You probably saw him around the Hill, pedaling a bicycle with an enormous black box on the front, a box from which he would remove all manner of equipment that allowed him to fix whatever had gone wrong in Capitol Hill row house. Or maybe you even were one of the lucky ones whose house was taken care by him over the years. His name was Jim Zinn, and he died suddenly on October 14.
Before Jim became the Hill’s favorite handyman, he devoted his life to service. Born on June 13, 1964 in Sacramento, he grew up in Green Bay, Wisconsin and Davis, California, where he graduated from the University of California. Post graduation, he joined the Peace Corps, who sent him to The Gambia where he worked on forestry and chimpanzee projects. Back in the US, he joined the District government to help them help the unhoused and others who threatened to fall through the cracks in the system.

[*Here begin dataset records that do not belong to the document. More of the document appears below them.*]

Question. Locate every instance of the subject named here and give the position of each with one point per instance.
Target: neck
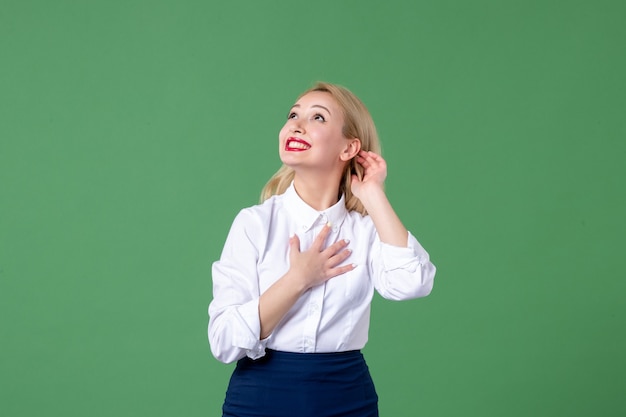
(317, 191)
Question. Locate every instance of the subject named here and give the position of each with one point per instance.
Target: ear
(351, 150)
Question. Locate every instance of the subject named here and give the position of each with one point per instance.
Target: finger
(340, 270)
(339, 258)
(294, 244)
(336, 247)
(318, 243)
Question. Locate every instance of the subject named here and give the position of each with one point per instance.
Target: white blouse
(331, 317)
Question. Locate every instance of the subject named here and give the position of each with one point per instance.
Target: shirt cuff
(396, 257)
(249, 340)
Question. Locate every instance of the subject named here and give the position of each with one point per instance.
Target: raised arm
(371, 193)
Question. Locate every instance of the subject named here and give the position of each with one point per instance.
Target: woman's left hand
(374, 175)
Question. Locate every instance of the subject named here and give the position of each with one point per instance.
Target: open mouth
(297, 145)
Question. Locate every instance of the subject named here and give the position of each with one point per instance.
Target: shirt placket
(315, 299)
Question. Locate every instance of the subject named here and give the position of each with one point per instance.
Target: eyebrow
(315, 105)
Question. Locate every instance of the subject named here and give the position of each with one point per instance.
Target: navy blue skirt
(284, 384)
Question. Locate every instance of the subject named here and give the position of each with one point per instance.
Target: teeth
(297, 145)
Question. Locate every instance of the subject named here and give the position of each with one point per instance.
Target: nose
(297, 126)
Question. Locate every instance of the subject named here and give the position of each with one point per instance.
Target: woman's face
(312, 137)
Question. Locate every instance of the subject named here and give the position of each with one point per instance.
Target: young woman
(293, 286)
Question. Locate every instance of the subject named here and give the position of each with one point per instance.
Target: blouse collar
(307, 217)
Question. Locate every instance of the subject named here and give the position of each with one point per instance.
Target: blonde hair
(358, 123)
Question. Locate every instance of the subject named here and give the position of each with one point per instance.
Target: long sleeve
(402, 273)
(234, 326)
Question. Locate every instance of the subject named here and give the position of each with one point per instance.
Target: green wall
(131, 133)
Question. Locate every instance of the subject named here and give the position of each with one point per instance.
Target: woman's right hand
(317, 264)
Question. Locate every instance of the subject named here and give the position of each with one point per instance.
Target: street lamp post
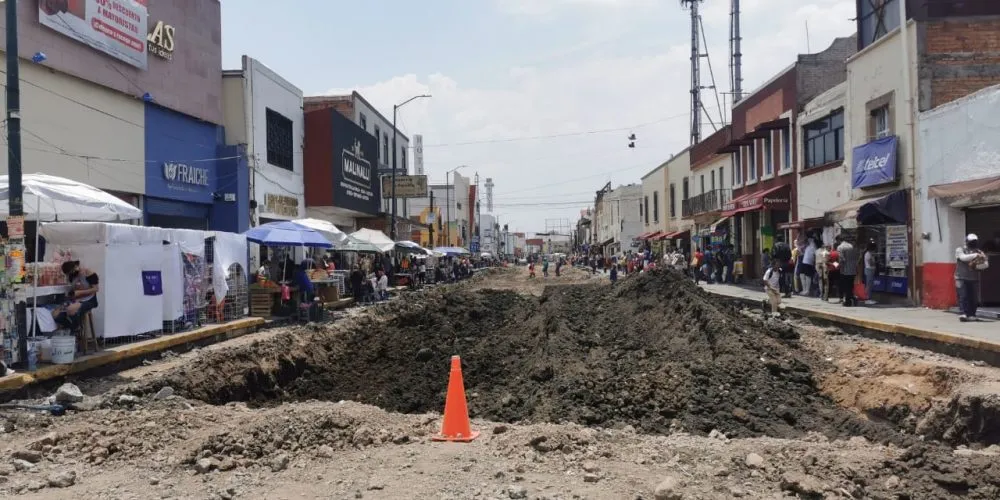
(447, 194)
(395, 109)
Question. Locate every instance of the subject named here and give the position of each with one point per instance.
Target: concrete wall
(64, 134)
(823, 188)
(190, 82)
(268, 90)
(958, 142)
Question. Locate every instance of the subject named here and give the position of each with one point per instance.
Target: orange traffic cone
(455, 425)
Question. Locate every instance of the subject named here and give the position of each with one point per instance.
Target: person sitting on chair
(82, 297)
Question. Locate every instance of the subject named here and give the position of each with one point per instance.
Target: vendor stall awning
(775, 198)
(967, 193)
(877, 209)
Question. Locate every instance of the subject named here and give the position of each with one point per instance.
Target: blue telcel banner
(874, 163)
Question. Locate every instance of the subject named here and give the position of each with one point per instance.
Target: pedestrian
(772, 286)
(870, 267)
(807, 271)
(848, 270)
(970, 262)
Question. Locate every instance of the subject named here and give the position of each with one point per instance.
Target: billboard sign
(115, 27)
(354, 176)
(418, 154)
(407, 186)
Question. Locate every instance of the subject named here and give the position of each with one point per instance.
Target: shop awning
(775, 198)
(877, 209)
(966, 193)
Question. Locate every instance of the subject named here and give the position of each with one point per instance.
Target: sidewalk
(928, 325)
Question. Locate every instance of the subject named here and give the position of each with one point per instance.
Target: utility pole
(432, 217)
(16, 197)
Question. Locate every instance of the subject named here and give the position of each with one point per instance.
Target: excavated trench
(654, 352)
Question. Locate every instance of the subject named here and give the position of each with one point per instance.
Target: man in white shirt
(382, 288)
(772, 285)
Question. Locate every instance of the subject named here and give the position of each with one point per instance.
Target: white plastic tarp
(51, 198)
(181, 241)
(228, 249)
(377, 238)
(119, 254)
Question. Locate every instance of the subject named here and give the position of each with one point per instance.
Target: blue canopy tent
(287, 234)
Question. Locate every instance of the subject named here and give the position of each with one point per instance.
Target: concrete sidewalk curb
(931, 336)
(228, 330)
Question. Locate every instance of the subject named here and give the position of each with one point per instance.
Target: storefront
(190, 184)
(758, 215)
(879, 221)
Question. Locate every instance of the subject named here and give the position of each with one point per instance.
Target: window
(786, 146)
(768, 156)
(280, 150)
(737, 169)
(656, 206)
(673, 201)
(824, 140)
(880, 122)
(876, 18)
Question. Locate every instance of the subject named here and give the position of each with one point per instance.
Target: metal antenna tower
(489, 194)
(735, 54)
(696, 56)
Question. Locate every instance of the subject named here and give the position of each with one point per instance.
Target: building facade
(264, 111)
(139, 114)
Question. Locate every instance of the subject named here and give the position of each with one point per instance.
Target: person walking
(869, 260)
(772, 285)
(848, 270)
(970, 263)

When this became too stressful, Jim looked for other ways of helping, and his skill in keeping his own home in order became a career. But not a career that would keep him from what was really important: time with his family, riding his bike, or attending Nats games. Jim even managed to convince his wife Francesca and daughter Sophia to spend a year sailing around the Caribbean. Together with their dog Calvi, they spent the time hopping from one island to the next.
He also arranged his schedule so that he could spend an hour in the morning at Peregrine Coffee on 7th Street, discussing the news of the day with a rotating cast of about a dozen whose schedules allowed for such a break.
The others knew that when Jim pulled out his little notebook and stumpy pencil that they had 15 minutes to wrap up the discussion before Jim, daily schedule in hand, mounted his bicycle to continue his one-man fight against old house entropy.